Chapter One - The Road
She woke up with a groan. Every jolt the dwarf Tegrin's ox-cart gave along every inch of the road seemed to go straight to her bones. The novelty of being outside the Tower for the first time since she had been brought there had worn off pretty quickly. The Tower was comfortable. The road was most definitely the opposite.
She brushed the locks of thick blonde hair that had fallen across her forehead away. It was nearing dusk, so she had slept for an hour at least. Given that she had not been sleeping at nights for a while now, these stolen naps were like gold.
Duncan had found the dwarf merchant heading towards Denerim within a day of their leaving from the Lake Calenhad docks and, in exchange for a few silvers, he had agreed to take them along for as long the road was on the route to Ostagar. If the dwarf had felt any surprise at seeing a Grey Warden travel with an elf mage, he hadn't shown it. He was a man of very few words, was Tegrin the dwarf.
Not that Neria minded. In her present state of mind, all she wanted was peace, quiet, and an opportunity to escape. Or that was what she had wanted until the Fade-dream she had just had.

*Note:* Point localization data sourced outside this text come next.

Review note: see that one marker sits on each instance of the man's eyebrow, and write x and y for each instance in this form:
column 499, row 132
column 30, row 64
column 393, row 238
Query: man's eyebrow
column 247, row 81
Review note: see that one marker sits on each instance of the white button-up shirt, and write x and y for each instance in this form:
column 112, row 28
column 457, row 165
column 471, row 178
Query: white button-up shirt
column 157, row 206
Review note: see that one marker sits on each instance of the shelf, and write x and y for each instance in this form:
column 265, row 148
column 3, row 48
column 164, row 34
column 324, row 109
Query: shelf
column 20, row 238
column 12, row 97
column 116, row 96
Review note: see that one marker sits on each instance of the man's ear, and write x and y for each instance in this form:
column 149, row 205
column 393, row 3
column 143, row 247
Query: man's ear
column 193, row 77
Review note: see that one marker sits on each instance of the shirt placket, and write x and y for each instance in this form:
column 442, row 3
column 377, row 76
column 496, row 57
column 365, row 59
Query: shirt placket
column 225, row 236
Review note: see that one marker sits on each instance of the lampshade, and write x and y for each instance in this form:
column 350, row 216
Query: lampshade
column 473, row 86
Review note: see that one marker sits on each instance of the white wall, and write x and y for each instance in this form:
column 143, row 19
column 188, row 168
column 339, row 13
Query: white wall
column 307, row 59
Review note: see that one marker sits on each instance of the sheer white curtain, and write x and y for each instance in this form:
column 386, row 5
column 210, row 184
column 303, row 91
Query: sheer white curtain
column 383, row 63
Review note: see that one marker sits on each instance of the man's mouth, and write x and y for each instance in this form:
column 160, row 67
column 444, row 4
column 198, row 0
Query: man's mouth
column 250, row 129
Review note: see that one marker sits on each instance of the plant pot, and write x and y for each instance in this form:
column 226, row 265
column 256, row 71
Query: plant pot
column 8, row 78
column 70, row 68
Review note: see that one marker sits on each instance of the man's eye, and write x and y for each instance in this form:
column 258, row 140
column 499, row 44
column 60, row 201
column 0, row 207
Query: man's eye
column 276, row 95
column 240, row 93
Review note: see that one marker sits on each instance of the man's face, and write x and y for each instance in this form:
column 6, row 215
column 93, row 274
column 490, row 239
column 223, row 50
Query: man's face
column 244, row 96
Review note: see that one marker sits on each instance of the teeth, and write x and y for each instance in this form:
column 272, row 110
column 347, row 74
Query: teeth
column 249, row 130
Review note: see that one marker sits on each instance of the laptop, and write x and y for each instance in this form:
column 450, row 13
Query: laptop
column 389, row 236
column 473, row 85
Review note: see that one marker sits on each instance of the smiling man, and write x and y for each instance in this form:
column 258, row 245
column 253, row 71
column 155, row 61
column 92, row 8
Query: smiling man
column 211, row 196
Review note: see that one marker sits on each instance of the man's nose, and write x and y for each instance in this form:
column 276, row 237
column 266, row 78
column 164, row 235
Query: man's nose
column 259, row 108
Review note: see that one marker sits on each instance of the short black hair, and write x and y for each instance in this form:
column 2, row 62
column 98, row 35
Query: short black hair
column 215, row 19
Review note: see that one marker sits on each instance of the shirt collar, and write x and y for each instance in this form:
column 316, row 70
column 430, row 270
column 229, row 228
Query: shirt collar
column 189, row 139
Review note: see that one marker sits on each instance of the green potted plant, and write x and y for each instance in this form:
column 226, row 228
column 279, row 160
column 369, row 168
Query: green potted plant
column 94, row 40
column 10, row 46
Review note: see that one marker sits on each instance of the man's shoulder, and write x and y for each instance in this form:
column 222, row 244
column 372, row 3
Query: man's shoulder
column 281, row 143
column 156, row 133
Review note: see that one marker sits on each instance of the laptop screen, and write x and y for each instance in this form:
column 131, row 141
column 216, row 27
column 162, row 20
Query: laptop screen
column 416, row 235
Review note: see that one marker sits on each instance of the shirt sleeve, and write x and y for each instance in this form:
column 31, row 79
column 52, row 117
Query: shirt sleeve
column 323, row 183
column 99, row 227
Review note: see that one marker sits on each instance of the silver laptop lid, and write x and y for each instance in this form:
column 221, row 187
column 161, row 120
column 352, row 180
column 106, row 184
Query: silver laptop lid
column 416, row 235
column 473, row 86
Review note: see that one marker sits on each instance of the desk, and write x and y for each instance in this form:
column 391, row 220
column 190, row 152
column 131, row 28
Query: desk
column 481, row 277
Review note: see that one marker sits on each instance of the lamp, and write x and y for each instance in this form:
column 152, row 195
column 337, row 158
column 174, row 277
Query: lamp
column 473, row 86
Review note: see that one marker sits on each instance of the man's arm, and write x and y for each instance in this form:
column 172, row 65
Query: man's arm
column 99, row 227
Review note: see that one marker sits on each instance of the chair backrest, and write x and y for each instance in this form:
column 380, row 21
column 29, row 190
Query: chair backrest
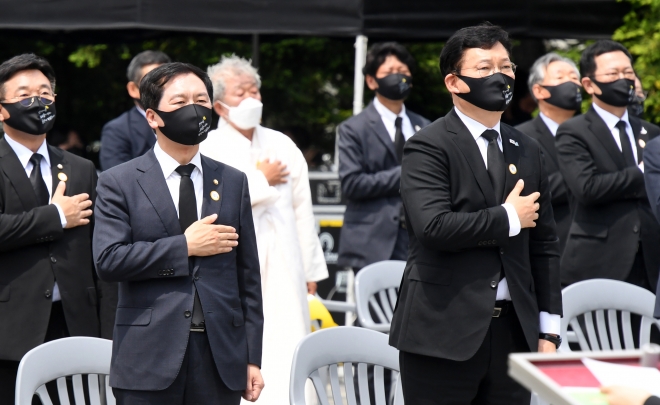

“Are you all right there, miss?”
The old woman who had asked the question was a fellow-passenger. Tegrin was the kind of man who would not pay for mercenary guards to accompany his caravan if he could afford it, so he carried passengers who had their own guards instead. Neria travelled with Duncan, as formidable a man as you could hope to find in Ferelden, and the old woman travelled with her son, Cogren, who was tall and broad, and by virtue of being called up to join the military at Ostagar, was also a soldier, as far as that went, though you could not really scrub the farm boy out of him. He was to accompany his mother to Denerim first, though, so they would only travel together for another night; it was on foot from there, unless they could find someone else to tag along with.
“I’m fine,” Neria tried to give a little smile.
“You were sobbing in your sleep, miss,” the woman persisted. “You have been for some days now.”
“Dreams,” muttered Neria. “It’s nothing.”
Now that was a lie. A big one. It was not nothing. But the old woman had no way of knowing Neria was a mage, or that she was on the verge of being put to death when Duncan saved her life by recruiting her, or that it was her very best friend in the world who had put her in that situation to begin with.
How long had it been? Ten days or twelve? Days melted into each other under the open sky, with no lessons to learn, no experiments to conduct, no usher to call for the apprentices to go to bed, and no men for her to fuck senseless. It did not matter how many exactly, except that she had been that many days suffering this torment of anger and resentment, and all because of Jowan.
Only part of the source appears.